優衣が部屋の中でテストの見直しをしているとドアがノックされた。
「はい?」
「俺だけど入っていいか?」
「大丈夫ですよ」
優衣が了承すると衛が携帯を手にして部屋に入ってきた。
衛は優衣に近づいてきて机の上にテスト問題を置いているのを見て顔をしかめた。
「…何してんの?」
「テストの見直しです」
「うわぁ…、真面目だな。もう俺問題どこ行ったかわからねぇけど」
「それは早すぎですよ」
「うるせぇ」
「それでどうかしたんですか?」
「あぁ、そうそう。お前順位上がった?」
「上がりましたけど…」
「深夜に結果をメールしようかなと思ってな。俺も上がって一安心だよ…」
「勉強した甲斐ありましたね」
「それで母さんに小遣いアップを頼み込んだら怒られた…。
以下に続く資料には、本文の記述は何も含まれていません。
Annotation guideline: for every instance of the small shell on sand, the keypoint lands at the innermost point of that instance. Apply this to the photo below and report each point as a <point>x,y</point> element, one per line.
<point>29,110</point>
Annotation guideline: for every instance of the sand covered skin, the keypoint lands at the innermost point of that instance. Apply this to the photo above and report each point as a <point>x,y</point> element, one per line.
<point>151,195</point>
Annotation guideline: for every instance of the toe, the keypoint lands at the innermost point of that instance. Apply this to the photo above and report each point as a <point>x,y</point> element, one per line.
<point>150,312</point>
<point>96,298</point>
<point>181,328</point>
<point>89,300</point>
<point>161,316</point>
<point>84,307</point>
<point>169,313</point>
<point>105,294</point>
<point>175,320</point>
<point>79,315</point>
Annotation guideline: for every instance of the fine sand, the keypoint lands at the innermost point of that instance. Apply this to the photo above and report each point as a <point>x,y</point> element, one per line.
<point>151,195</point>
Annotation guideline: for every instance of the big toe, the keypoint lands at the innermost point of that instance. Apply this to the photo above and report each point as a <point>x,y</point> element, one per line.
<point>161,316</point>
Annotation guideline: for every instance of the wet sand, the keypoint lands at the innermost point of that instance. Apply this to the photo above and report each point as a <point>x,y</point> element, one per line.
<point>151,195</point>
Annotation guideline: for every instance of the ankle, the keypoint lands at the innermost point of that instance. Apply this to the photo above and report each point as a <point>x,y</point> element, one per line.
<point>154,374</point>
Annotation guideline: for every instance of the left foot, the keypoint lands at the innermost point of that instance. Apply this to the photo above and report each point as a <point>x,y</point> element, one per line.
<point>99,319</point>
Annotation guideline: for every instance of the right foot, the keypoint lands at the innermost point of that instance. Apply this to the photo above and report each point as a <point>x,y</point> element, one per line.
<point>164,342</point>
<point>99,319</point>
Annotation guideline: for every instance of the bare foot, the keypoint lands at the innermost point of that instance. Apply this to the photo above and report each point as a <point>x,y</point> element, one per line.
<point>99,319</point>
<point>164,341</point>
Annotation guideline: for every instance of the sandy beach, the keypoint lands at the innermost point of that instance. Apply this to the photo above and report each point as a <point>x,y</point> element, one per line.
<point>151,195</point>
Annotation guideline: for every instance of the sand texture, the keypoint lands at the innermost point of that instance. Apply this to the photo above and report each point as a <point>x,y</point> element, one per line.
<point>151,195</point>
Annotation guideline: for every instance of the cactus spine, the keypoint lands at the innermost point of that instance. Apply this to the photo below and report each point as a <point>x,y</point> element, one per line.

上がったから何かしてくれてもいいのになぁ」
衛は床に座って携帯をいじりながらしみじみと呟いた。
優衣は苦笑いを浮かべテストの見直しを続けた。
メールを送信し終えたのか衛は携帯を閉じて優衣に視線を向ける。
その視線に気づいた優衣が顔を上げる。
「な、何ですか?」
「ん~、そろそろお前が来て一ヶ月だなと思っただけ。じゃあ、俺部屋戻るわ」
「あ、はい…」
「勉強頑張れ」
衛は立ち上がり優衣の頭をポンっと一たたきして部屋から出て行った。
優衣は衛の言葉を思い出していた。
忘れていたが衛の家に来てそろそろ一ヶ月がたつ。
その間に母親の病院にも行っているが順調に体調が戻ってきている。
ということは、もうすぐこの家から元の家に戻る…
最初は不安を抱えてこの家に来たが今はとても楽しい。
その生活ももう終わる…
優衣は少し落ち込んでしまった心を振り切るかのように首を振りまたテストの見直しに戻った。